Motion Estimation and Scene Understanding

Understanding scenes in motion is crucial for intelligent systems. We have developed novel self-supervised approaches for learning optical flow and proposed a model for learning driving affordances from video sequences using limited supervision.

Intelligent systems as well as many computer vision tasks benefit from an accurate understanding of object motion as well as the interplay between scene elements. However, motion is even less constrained than geometric structure and obtaining ground truth is difficult. Furthermore, besides pure 2D image motion, systems operating in the 3D world require access to 3D motion information. Our research addresses all of these aspects and combines them for sensori-motor control tasks such as autonomous driving.

Optical flow is the problem of estimating 2D motion in the image plane. While deep learning has led to significant progress, large amounts of training data are required. We have addressed this problem by developing SlowFlow, a space-time tracking technique for generating training data using high-speed cameras. Moreover, we have proposed a new model for self-supervised flow estimation from multiple frames, explicitly accounting for occlusions.

To recover 3D motion, we have developed a state-of-the-art 3D scene flow estimation technique which exploits recognition (bounding boxes, instance segmentation and object coordinates) to support the challenging matching task.

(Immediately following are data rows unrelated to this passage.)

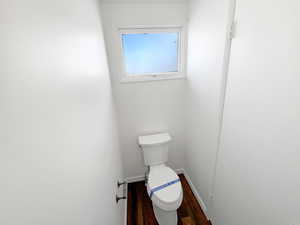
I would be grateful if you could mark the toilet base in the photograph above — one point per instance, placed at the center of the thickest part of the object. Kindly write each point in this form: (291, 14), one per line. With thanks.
(165, 217)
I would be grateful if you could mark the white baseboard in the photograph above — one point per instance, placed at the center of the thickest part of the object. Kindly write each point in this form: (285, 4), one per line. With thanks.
(198, 197)
(125, 208)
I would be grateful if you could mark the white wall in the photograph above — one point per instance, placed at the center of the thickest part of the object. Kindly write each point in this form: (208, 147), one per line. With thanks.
(145, 107)
(258, 171)
(206, 39)
(58, 135)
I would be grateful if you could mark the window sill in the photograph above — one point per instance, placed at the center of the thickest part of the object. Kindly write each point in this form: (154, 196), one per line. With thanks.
(151, 79)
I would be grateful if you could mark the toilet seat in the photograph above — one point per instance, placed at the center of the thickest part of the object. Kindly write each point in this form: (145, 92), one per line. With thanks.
(169, 197)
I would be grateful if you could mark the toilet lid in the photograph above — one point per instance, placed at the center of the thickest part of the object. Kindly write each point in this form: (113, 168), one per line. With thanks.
(164, 187)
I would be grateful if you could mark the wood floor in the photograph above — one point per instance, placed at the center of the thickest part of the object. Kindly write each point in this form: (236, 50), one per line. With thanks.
(140, 212)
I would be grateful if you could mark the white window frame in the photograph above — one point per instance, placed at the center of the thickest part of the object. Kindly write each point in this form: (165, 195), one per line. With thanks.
(180, 74)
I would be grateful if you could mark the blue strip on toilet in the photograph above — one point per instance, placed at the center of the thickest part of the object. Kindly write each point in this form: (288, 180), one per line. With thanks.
(163, 186)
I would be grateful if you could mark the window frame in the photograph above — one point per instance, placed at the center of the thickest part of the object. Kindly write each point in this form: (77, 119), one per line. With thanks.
(180, 74)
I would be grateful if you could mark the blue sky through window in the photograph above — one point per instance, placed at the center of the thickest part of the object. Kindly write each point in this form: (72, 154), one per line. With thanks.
(150, 53)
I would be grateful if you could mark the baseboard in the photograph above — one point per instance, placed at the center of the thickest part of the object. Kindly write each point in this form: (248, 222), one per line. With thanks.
(126, 195)
(198, 197)
(178, 171)
(142, 177)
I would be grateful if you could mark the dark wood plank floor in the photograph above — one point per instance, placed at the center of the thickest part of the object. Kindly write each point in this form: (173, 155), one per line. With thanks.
(140, 212)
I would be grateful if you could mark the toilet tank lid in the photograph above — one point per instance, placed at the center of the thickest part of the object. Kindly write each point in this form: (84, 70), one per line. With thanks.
(154, 139)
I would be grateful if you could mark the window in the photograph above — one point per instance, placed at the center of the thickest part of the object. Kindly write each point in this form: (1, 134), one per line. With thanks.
(152, 54)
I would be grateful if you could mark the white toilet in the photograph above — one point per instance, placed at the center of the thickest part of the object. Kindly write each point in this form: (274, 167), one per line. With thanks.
(163, 184)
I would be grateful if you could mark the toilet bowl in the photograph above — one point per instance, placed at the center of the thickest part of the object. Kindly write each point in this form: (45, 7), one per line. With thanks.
(163, 184)
(164, 189)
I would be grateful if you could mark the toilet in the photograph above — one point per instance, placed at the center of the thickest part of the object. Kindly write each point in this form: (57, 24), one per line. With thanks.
(163, 184)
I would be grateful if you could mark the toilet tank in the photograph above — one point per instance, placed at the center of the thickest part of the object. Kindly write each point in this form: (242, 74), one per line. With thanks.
(155, 148)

Furthermore, with SphereNet, we have investigated how optical flow can be extracted from spherical imagery and empirically evaluated the effectiveness of various motion estimation algorithms for down-stream tasks such as action recognition from video sequences.

Intelligent systems not only require the relative motion of objects around them, but also a precise global location with respect to a map, i.e., for planning or navigation tasks. With LOST, we have demonstrated that localization solely based on map information is feasible. In Semantic Visual Localization, we further showed that semantic and geometric information can significantly improve visual localization, allowing for localizing wrt. the opposite driving direction or in the presence of strong environmental changes.

Moreover, we have developed Conditional Affordance Learning, a novel model for sensori-motor control which learns driving affordances from video sequences using only very limited supervision. To foster new research on 3D scenes in motion, we have created KITTI-360, a new dataset for 3D urban scene understanding, annotated at the object level.